Although I’m totally excited to become a mom, one thing that I worry about is staying social and close with my friends after I have the baby. I’m sure that Patrick and I will find ways to make it work, but I always hear about how hard it is to keep friends once you’re a parent. It might be one of those things that people like to complain or scare you about (like “oh, you’ll never get through college without pulling all-nighters!” or “in order to get ahead in x, y, or z, company, you have to put in 80 hour weeks!”), but I’m sure that there is some truth to it. You do become responsible for another human being, after all.
I was thinking a lot about this last night, so I decided to do some searching to see if other people have creative suggestions for how to stay close with friends once you become a parent. Unfortunately, there’s not much out there. Here are the only relevant articles that I found:
- -This kind of crazy/angry post on the Berkeley parents network about a mom who is mad at her friends who don’t have kids
- -An article about how to make new friends once you’re a mom (I want to keep my old friends in addition to making new ones, so all of this isn’t relevant to me).
- -Can moms keep friends without kids? I certainly hope so!
- -This article actually has useful tips for staying close with friends after having kids and she follows up with this one about how you envision your life goals as a parent
- -A general advice piece about making and keeping friends as an adult
Other than these articles, the only things I found were “ways to help your kids make friends” or “how to make your baby social.” Not what I’m looking for.

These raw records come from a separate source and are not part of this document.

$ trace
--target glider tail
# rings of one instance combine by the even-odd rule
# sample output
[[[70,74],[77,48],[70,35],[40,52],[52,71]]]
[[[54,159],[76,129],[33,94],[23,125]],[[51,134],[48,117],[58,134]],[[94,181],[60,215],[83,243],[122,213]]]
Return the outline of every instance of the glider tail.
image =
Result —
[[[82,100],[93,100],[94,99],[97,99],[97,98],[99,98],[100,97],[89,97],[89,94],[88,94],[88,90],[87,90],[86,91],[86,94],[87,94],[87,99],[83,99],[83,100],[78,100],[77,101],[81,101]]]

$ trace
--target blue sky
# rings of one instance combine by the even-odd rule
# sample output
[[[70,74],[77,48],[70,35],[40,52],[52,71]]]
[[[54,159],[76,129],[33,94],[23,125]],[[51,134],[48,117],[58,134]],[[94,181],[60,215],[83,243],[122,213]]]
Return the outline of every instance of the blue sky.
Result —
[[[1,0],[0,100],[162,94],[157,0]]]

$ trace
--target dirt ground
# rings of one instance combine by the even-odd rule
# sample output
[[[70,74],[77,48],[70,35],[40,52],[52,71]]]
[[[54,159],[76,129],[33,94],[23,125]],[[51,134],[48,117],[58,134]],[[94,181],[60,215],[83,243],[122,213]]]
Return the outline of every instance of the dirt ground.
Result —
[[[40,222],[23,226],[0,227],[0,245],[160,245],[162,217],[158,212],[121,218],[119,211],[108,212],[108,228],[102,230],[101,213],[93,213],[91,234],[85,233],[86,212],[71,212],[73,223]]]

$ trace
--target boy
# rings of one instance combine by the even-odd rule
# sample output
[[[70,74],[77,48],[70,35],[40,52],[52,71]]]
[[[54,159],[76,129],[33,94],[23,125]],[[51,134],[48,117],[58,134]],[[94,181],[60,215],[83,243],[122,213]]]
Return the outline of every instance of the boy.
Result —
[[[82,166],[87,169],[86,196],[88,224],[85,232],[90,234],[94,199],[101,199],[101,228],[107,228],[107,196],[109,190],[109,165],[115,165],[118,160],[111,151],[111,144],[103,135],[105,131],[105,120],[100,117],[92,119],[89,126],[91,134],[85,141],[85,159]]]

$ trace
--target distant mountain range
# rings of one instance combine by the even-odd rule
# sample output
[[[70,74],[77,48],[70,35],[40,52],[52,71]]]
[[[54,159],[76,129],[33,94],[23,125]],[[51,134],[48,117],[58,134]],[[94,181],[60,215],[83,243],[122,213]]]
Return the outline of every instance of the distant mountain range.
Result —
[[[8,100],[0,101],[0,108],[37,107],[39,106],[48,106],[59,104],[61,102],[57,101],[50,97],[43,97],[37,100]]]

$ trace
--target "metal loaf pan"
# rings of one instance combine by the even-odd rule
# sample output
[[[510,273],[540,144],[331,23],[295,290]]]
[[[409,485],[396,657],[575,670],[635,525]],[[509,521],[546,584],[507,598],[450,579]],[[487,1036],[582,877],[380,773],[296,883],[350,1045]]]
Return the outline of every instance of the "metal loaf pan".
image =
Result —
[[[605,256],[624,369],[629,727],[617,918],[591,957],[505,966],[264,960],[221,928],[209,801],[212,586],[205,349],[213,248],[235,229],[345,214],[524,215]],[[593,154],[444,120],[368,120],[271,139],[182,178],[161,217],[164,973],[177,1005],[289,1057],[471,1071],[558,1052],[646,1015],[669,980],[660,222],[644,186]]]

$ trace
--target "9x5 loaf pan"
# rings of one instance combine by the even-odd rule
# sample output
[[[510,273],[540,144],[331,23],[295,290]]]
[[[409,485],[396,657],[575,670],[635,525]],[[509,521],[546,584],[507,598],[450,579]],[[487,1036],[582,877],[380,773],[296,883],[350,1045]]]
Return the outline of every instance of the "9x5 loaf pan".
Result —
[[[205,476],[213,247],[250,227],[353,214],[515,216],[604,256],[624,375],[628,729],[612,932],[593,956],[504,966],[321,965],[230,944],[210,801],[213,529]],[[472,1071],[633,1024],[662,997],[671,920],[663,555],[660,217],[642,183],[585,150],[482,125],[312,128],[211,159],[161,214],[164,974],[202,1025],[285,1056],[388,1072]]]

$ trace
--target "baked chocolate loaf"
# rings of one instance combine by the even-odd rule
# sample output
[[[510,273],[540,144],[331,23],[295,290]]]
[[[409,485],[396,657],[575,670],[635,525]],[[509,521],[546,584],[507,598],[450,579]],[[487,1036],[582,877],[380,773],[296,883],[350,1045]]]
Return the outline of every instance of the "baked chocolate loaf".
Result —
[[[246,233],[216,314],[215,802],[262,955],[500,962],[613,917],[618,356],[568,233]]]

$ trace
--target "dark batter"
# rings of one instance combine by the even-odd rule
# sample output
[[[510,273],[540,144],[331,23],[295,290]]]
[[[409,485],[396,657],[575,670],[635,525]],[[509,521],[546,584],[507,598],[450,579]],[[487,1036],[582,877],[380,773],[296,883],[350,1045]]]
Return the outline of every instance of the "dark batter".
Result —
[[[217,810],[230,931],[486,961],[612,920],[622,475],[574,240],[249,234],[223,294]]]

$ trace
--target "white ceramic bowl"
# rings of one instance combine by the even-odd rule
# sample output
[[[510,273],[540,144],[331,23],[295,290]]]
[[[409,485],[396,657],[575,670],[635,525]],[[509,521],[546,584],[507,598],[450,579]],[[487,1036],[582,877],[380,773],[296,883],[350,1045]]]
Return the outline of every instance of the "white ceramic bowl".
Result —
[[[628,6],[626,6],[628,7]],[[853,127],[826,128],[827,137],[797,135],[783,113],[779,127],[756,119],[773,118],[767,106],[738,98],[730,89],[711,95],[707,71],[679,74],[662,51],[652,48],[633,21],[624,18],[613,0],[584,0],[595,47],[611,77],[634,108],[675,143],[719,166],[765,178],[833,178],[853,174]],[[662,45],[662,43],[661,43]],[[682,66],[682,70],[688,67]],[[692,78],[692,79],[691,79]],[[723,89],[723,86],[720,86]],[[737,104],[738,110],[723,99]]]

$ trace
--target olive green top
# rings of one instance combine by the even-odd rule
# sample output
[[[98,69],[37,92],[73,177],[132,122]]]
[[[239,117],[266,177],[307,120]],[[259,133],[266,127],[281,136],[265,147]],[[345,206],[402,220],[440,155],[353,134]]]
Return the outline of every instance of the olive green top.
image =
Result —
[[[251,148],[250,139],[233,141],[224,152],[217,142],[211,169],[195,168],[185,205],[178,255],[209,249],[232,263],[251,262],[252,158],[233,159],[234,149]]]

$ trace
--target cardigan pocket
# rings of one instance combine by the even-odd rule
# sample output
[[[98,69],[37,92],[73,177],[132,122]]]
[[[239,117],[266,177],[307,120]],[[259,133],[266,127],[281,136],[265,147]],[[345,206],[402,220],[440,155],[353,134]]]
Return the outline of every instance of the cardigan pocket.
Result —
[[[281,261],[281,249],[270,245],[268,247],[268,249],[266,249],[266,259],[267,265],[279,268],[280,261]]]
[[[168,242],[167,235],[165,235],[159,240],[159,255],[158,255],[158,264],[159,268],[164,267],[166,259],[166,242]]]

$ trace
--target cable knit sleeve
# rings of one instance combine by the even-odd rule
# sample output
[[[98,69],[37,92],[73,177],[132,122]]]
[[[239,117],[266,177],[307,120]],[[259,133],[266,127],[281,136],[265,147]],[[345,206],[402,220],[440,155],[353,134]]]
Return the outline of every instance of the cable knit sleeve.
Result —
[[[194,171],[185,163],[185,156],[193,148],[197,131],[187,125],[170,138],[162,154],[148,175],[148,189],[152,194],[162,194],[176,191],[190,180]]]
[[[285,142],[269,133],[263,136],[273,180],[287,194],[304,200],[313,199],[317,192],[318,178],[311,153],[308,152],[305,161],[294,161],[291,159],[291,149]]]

Here are my ideas for how to stay close with my friends after we have our daughter:
- -Stay involved with sports (Patrick is currently on 2 soccer teams and I played before I got pregnant). We’ve discussed either bringing our daughter to the early games and rotating who plays or having some of our friends “babysit” while we both play (I’m talking to you, Team Amuuurica!).
- -Invite people over to our house more frequently for dinner or to just hang out.
- -If our daughter can handle it, taking her out to restaurants earlier in the night.
- -Rotate who takes care of the baby so that we can both have one night out per week separately to hang out with friends.
- -When she’s older, have one set of our parents (hey Mom and Dad!) take care of her for a weekend so that Patrick and I can either take a trip alone or with friends.
I think that with enough effort, I’ll be fine and will be able to maintain my friendships. I’m sure that my life will change a lot and that things won’t work out perfectly, but I’m ready for the challenge and my friends are really important to me! After viewing an episode of Pregnant in Heels where the mom literally hadn’t changed out of her sweatpants or even showered for 4 days because she never left the house, I vow to not become that person!